Louis’s Mothers

By the age of six or seven, Louis had already mastered the art of thrusting a long hook through the wrought iron grilles on windows to pull out a fried fish, a ring, a wallet. When his hands brushed the pockets of passersby, bills flew out as fast as a wingbeat. From the beginning, he could identify in the blink of an eye someone’s tim đen, the seat of desire and weakness.

The mother who had nursed him had wanted to keep him alive to rent him out to professional beggars. A soft-limbed baby conferred a nobly maternal air on the outstretched hand of a woman in rags. As well, the wild eyes, blank face, and dusty cheeks of a malnourished infant incited people to act as the righters of wrongs.

Louis could differentiate the perfumes of his mothers- for-a-day. The one who rummaged in the corner garbage heaps smelled of life brought to the boil and the sum of the neighbourhood residents’ secrets. The lottery ticket seller gave off a smell of damp earth, while the water carrier exuded coolness.

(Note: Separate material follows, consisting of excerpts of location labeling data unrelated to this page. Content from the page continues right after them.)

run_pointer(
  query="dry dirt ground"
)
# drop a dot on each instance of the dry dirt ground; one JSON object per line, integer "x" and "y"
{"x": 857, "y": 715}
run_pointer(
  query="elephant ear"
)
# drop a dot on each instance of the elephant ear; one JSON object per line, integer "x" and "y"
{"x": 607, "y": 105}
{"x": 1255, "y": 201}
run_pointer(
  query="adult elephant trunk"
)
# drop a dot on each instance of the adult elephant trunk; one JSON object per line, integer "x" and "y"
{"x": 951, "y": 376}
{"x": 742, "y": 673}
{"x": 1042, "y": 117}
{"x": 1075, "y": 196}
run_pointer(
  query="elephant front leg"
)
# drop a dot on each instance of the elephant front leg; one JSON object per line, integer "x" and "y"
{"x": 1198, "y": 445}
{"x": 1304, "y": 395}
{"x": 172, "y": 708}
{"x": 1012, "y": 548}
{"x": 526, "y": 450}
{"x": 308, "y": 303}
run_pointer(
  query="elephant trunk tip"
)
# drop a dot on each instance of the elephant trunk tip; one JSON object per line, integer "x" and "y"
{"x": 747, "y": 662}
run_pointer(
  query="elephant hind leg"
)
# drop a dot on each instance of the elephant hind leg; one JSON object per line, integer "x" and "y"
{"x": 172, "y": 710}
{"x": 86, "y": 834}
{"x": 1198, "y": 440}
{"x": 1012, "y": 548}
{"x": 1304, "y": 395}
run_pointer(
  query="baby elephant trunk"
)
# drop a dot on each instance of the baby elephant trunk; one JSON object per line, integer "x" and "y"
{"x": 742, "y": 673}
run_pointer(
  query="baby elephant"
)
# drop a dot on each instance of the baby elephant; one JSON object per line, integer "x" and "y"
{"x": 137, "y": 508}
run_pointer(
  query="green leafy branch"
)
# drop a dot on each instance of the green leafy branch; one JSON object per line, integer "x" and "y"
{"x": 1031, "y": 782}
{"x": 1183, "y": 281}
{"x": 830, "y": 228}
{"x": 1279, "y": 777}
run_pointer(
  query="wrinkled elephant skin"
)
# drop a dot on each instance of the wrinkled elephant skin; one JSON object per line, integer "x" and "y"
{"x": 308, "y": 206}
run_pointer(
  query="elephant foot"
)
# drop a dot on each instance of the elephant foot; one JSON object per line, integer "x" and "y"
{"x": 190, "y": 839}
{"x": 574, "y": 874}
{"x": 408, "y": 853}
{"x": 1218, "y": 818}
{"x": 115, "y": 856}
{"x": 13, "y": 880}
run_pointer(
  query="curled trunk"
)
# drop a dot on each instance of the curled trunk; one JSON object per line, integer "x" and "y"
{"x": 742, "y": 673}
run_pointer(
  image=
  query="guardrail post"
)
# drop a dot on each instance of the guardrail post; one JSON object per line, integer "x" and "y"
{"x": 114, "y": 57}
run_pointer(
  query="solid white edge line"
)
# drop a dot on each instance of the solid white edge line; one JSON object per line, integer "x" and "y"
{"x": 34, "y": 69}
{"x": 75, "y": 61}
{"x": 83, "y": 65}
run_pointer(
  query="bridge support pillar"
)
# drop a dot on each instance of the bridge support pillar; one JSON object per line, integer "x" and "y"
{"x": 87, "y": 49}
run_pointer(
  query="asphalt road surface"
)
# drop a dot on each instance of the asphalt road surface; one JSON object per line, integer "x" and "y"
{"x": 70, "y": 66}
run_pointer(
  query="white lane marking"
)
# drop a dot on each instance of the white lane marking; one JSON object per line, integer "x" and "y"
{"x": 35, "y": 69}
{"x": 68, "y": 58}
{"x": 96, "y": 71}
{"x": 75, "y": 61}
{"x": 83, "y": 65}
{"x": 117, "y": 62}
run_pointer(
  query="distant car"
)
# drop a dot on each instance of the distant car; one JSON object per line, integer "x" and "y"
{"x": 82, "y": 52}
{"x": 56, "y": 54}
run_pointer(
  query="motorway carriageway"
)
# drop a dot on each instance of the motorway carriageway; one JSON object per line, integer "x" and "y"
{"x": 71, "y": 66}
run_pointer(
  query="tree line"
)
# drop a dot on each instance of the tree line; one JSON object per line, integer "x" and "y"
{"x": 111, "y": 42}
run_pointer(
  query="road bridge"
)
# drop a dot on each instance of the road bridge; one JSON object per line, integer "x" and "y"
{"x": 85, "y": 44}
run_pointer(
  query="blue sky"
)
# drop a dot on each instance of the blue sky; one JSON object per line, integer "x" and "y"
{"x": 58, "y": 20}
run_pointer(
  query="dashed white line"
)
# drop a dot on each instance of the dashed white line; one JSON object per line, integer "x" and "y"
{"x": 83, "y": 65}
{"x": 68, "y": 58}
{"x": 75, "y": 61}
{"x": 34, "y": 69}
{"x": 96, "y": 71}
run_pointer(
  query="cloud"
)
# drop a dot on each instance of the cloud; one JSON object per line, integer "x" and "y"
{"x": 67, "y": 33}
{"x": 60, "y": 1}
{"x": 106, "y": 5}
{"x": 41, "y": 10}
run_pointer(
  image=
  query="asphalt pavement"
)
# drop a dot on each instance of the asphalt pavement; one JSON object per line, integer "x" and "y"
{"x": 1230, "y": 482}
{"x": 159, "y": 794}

When Louis was old enough to walk, he accompanied a blind singer who, with the aid of a portable tape recorder, played dramatic excerpts from traditional musical comedies. Louis soon learned that the more the speaker crackled, the sooner the people dropped their money into his plastic bucket.

His mothers taught Louis how to roam the street’s kiosks to gather up what was left in the bowls before their owners could chase him away. Some clients left, on purpose or absent-mindedly, a slice of meat at the bottom of their soup. Others, out of embarrassment, preferred to toss a bone and its marrow on the ground for a stray dog to pick up, rather than offer it to Louis. Some would drop a paper napkin into what was left of their soup, under the famished eyes of the beggars. Often, those clients found that their dishes did not arrive quickly enough or that their phở lacked cinnamon or smelled too strongly of star anise.

In the course of stalking and seeking out leftovers, Louis learned to read the customers’ personalities. He guessed who warmed their taste buds with powerful chili pepper so that their tongues could spit words of fire at their unfaithful spouses. He could distinguish which drops of sweat on the side of a face were caused by hot broth, and which were incited by nervousness. Louis knew that drumming fingers were sending messages. In that case, it was better to distance oneself from those coded conversations, because in a conflict zone, innocence was no excuse once one had attained the age of reason. At the age of seven, you start to be able to tell good from evil, justice from a dream, deeds from intentions. At seven, you can show up at a terrace full of soldiers to clean their boots still spattered with blood, or to set off a grenade, depending on what the adults have commanded. At seven, you’re supposed to have emerged from your Oedipal phase, a stage utterly removed from Louis’s development. In any case, Louis’s age varied depending on the patchy memories of the neighbourhood beggars.